During 2014 Pérez posted some of his best numbers. He played for the Triple–A Louisville Bats the entire season, appearing in 122 games. He finished the season with a batting average of .280 and had a slugging percentage of .450. He accrued 74 RBI (the team high), 12 home runs (second highest on his team), 36 doubles (the team high) and an OPS of .775. Defensively, Pérez committed just 3 errors. He was elected to the International League All-Star team and hit a double and a triple during the Triple–A All-Star game.

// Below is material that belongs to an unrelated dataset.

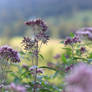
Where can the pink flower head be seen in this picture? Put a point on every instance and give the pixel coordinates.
(85, 32)
(80, 79)
(17, 88)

===Sultanes de Monterrey===
Pérez played for the Sultanes de Monterrey of the Mexican League in 2015 and hit .312 with 20 home runs and 70 RBI in 94 games. He played for Caracas again that winter and produced at a .332/.425/.545 clip with 20 doubles in 55 games. He again supplemented another team in the Caribbean Series, this time joining the Tigres de Aragua. Pérez hit .200/.407/.200 with 7 walks in six games. He also made a couple errors at first, including a crucial one with a two-run lead in the 7th inning of the finale against Mexico's Venados de Mazatlán that enabled them to score the tying run en route to a comeback win.

===Rakuten Golden Eagles===
Pérez played for the Tohoku Rakuten Golden Eagles of Nippon Professional Baseball in 2016, hitting .304/.371/.543 with 19 home runs and 68 RBI between them - only .244 with 5 home runs in 22 game for Rakuten, .315 with 14 home runs in 64 games for Monterrey.

===Sultanes de Monterrey (second stint)===
Pérez returned to the Sultanes de Monterrey of the Mexican League for the 2017 season, appearing in 28 games and hitting .284/.359/.500 with six home runs and 23 RBI before he was placed on the reserve list for the rest of the season on May 7, 2017. He became a free agent after the season.

===Rieleros de Aguascalientes===
On March 22, 2018, Pérez signed with the Rieleros de Aguascalientes of the Mexican League. Pérez made 85 appearances for Aguascalientes prior to his trade to Monterrey.

===Sultanes de Monterrey (third stint)===
Pérez was traded back to the Sultanes de Monterrey on August 7, 2018. He made 27 appearances for the team down the stretch, hitting .296/.341/.609 with nine home runs and 27 RBI. Pérez played in 89 games for the Sultanes during the 2019 season, slashing .308/.389/.644 with 30 home runs and 94 RBI.

Pérez did not play in a game in 2020 due to the cancellation of the Mexican League season because of the COVID-19 pandemic.

===Bravos de León===
On February 2, 2021, Pérez was traded to the Bravos de León of the Mexican League. Pérez made 17 appearances for León, hitting .200/.324/.400 with three home runs and 10 RBI.

===Toros de Tijuana===
On December 18, 2021, Pérez was traded to the Toros de Tijuana of the Mexican League in exchange for the rights to Mitch Lively. In 2022, Pérez played in 87 games for Tijuana, and hit .323/.400/.728 with 38 home runs and 109 RBI. Following the season, he was named the league's Most Valuable Player. He returned to the Toros in 2023, batting .271/.381/.545 with 20 home runs and 59 RBI in 73 games.

===Olmecas de Tabasco===
On November 9, 2023, Pérez, along with Nick Struck, were traded to the Olmecas de Tabasco in exchange for David Gutiérrez. He made 44 appearances for the Olmecas in 2024, slashing .372/.434/.562 with six home runs, 25 RBI, and one stolen base.

Pérez made 27 appearances for Tabasco in 2025, hitting .282/.368/.437 with four home runs and 13 RBI. On June 24, 2025, Pérez was released by the Olmecas.

===Piratas de Campeche===
On July 1, 2025, Pérez signed with the Piratas de Campeche of the Mexican League.